Much of the discussion involved Tony and Harold investigating commonplace food and bar ingredients and their applications. Often these ingredients are over looked, or badly utilised. By understanding the structure of these ingredients, Tony and Harold could show methods of getting the most from these ingredients, and avoiding pitfalls that can accompany many standard techniques.
First up for inquiry was lime juice. Tony explained how the complex aroma of fresh lime was not only one source. To show this, three fragmented lime concentrates were passed around. Individually they smelt characteristically of lime- albeit fractions of- but when combined, they reformed the aroma of true, fresh lime.
Harold explained the oxidation of lime juice occurs very quickly after pressing, and the contrast can easily be seen. The audience smelt and tasted freshly pressed lime against lime juice that had been heated to 90°C then rapidly cooled to illustrate the effects of oxidation. Unfortunately, the conclusion reached was that there were few means of avoiding this, and the solution was to have juice prepared as close to requirement as possible.
In contrast, in the analysis of mint, there were means of better utilising the ingredient. This was achieved first through a better understanding of the plant itself. The mint ‘essence’ lies in small sacks that occur on the underside of the leaf. When damaged, they release the mint oils that are desired (ironically, this is actually a natural repellent and wards off pests, but it is this aspect we desire).
They are also very fragile, so over-handling of the mint, and the misinformed notion of muddling the mint subdues flavour- and in the case of muddling, releases bitter chlorophyll from within the cells. The flavour can easily subside however, and can also take on undesirable notes, so to demonstrate, Tony had prepared two hydrosols- water based essences created using the vacuum still that can preserve the integrity of ingredients in a water based solution. Akin to the lime juice, a bad mint and a good mint hydrosol were passed around. Not only did this demonstrate a means of preserving the mint (if you have a vacuum still!), it also allowed Tony and Harold to discuss the nature of mint as a plant and its correct treatment.
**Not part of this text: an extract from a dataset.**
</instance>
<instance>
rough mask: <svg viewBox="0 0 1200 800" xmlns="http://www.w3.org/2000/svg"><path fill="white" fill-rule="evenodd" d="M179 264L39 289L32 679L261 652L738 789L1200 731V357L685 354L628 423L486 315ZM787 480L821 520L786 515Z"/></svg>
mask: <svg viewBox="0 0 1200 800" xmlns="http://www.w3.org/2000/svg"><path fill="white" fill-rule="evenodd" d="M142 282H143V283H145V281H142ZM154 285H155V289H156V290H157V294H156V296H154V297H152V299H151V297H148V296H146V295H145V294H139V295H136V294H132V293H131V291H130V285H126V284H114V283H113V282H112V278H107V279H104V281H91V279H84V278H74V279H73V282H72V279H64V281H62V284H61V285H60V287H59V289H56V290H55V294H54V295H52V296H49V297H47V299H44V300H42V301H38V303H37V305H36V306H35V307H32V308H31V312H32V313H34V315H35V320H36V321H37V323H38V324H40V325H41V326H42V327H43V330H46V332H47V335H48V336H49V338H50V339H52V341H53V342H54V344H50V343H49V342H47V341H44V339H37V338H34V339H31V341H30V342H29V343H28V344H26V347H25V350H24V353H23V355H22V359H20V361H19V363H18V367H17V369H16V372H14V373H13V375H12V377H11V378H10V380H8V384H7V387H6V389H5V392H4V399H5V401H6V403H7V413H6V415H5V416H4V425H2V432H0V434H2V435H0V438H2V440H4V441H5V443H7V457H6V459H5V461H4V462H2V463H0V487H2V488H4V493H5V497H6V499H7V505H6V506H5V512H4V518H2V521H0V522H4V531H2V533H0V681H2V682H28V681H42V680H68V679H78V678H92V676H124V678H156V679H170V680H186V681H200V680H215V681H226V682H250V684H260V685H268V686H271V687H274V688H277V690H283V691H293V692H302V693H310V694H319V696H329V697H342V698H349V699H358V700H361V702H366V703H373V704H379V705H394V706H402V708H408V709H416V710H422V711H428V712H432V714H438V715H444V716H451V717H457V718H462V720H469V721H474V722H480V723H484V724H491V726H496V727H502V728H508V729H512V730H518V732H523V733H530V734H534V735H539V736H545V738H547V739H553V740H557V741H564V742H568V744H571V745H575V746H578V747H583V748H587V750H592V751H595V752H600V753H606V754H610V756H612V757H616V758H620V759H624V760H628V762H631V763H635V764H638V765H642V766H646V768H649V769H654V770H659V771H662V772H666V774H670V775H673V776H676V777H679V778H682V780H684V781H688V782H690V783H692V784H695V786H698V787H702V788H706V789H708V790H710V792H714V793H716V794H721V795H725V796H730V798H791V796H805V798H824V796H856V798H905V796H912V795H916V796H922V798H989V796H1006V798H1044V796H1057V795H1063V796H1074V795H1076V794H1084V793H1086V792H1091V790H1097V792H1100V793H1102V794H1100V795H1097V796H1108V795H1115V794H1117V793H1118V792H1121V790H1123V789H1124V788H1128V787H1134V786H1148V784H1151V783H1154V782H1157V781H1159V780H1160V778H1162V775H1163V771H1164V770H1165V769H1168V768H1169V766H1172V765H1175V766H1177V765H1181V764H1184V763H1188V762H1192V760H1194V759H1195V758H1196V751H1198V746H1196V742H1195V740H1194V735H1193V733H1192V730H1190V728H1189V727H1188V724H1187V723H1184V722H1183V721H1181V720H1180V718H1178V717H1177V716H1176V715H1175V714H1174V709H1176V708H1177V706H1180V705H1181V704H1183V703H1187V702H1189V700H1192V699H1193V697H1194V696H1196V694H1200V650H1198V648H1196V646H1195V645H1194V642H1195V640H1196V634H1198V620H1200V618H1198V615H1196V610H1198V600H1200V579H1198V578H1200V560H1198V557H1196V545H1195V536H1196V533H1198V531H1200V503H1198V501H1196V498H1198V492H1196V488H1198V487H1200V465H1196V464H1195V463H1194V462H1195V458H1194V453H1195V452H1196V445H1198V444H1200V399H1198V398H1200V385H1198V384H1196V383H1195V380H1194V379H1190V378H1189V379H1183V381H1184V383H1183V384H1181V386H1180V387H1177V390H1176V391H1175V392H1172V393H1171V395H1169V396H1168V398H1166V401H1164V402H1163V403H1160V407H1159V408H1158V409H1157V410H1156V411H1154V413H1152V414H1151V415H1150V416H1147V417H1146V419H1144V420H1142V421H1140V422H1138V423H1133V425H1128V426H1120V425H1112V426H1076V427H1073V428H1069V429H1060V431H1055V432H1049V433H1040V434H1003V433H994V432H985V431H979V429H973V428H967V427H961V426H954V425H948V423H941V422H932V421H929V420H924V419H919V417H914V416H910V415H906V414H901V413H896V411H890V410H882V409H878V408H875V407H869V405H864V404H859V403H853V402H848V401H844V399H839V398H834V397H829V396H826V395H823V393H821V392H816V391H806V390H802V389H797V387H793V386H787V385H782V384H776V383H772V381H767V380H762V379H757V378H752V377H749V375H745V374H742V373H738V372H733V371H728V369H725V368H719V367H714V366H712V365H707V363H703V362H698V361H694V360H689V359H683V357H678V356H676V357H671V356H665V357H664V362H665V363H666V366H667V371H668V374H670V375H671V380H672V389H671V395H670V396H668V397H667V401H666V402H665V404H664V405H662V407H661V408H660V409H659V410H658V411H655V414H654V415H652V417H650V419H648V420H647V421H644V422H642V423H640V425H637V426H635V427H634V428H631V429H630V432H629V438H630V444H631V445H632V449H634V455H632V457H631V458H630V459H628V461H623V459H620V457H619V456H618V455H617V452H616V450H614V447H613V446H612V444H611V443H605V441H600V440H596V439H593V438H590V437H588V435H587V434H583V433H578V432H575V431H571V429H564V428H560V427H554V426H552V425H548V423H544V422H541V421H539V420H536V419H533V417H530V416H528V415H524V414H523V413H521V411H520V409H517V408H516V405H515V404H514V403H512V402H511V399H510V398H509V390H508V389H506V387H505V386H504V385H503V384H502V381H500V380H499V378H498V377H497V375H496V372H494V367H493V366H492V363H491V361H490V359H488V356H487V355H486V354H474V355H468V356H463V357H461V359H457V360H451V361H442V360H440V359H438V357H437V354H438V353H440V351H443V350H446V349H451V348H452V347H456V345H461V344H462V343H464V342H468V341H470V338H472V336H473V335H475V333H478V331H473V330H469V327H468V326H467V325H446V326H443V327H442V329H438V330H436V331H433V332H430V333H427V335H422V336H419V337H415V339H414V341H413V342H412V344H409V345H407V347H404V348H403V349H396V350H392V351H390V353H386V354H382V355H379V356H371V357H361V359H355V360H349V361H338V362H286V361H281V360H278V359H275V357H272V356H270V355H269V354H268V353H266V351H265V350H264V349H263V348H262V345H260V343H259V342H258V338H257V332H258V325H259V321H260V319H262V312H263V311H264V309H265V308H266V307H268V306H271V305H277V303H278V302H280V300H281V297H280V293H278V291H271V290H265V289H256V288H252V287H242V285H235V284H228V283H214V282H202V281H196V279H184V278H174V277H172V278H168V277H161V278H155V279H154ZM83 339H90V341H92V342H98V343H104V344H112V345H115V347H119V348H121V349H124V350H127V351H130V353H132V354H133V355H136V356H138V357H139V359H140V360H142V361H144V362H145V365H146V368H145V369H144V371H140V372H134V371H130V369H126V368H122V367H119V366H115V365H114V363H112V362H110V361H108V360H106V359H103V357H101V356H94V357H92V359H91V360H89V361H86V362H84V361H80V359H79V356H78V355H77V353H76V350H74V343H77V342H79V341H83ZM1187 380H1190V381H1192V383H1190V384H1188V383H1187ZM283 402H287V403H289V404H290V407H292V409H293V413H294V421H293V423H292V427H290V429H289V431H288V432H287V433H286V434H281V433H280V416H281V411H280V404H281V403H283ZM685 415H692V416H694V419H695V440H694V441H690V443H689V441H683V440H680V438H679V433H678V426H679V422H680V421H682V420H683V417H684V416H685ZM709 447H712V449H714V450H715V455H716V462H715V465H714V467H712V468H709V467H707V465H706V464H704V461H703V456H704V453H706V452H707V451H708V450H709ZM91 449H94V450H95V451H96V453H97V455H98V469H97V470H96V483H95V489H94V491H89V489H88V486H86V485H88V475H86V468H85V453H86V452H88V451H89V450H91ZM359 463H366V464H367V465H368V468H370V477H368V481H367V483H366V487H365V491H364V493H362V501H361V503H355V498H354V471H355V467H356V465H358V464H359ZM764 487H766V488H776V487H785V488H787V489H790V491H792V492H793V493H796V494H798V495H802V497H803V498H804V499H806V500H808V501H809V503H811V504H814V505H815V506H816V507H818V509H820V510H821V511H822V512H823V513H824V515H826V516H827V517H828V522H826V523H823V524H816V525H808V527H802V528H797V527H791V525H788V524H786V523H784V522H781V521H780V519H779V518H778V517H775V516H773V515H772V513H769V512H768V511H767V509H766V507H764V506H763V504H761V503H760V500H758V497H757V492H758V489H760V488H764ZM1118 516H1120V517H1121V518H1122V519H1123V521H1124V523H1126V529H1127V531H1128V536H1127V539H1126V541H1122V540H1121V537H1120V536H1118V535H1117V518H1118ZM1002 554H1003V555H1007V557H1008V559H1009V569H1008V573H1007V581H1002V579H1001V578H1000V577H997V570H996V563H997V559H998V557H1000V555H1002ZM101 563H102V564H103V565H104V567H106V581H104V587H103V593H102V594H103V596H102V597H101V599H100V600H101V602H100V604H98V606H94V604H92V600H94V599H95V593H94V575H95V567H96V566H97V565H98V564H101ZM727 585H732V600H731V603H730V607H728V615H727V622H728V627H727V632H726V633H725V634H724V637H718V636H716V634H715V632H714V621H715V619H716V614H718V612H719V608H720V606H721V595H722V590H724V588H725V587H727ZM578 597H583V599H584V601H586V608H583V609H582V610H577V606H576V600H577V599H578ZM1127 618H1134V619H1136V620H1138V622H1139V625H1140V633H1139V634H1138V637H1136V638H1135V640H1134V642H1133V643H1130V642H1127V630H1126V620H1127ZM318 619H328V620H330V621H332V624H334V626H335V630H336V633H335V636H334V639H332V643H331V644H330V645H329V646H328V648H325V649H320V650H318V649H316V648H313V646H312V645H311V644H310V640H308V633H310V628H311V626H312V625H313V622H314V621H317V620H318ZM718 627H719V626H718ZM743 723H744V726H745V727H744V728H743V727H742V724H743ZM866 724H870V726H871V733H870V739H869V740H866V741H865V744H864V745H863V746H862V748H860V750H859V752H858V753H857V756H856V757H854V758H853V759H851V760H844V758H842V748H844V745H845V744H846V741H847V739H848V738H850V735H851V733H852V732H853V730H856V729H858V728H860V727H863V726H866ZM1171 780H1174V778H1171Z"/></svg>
This gave Harold a platform on which he could discuss the development of flavours and compounds and resulted in an analysis of Tony’s Vintage cocktails. Harold explained, using a chromatograph reading illustrating the compounds present within aged and un-aged examples, how ageing created a complex interplay between the compounds- shown with batches of Vintage Manhattans- that leads to not only a mellowing of flavours, but also the creation of new ones. The combination of vermouth, Bourbon and bitters interact over time and create a very different product to that of a fresh mixture.
From this, Harold could develop on to his studies into the effects and behaviour of alcohol molecules, and his findings showed how in high concentrations, it behaves similarly to that of oil when in the presence of water. This was an important revelation, as it seems that alcohol molecules form micelles; whereby the hydrophobic heads of the molecules cluster together to minimise water contact (akin to the indicative droplets of oil in water), the application of this may not be enormous to the average chef or bartender, but an interesting report nonetheless!
A fitting end to the showcase of the Barshow, and an enormous wealth of information passed on by all the guest talkers, with the signed posters being sold for charity quickly snapped up. With new works soon available from a few of our lecturers, this was a perfectly timed conference!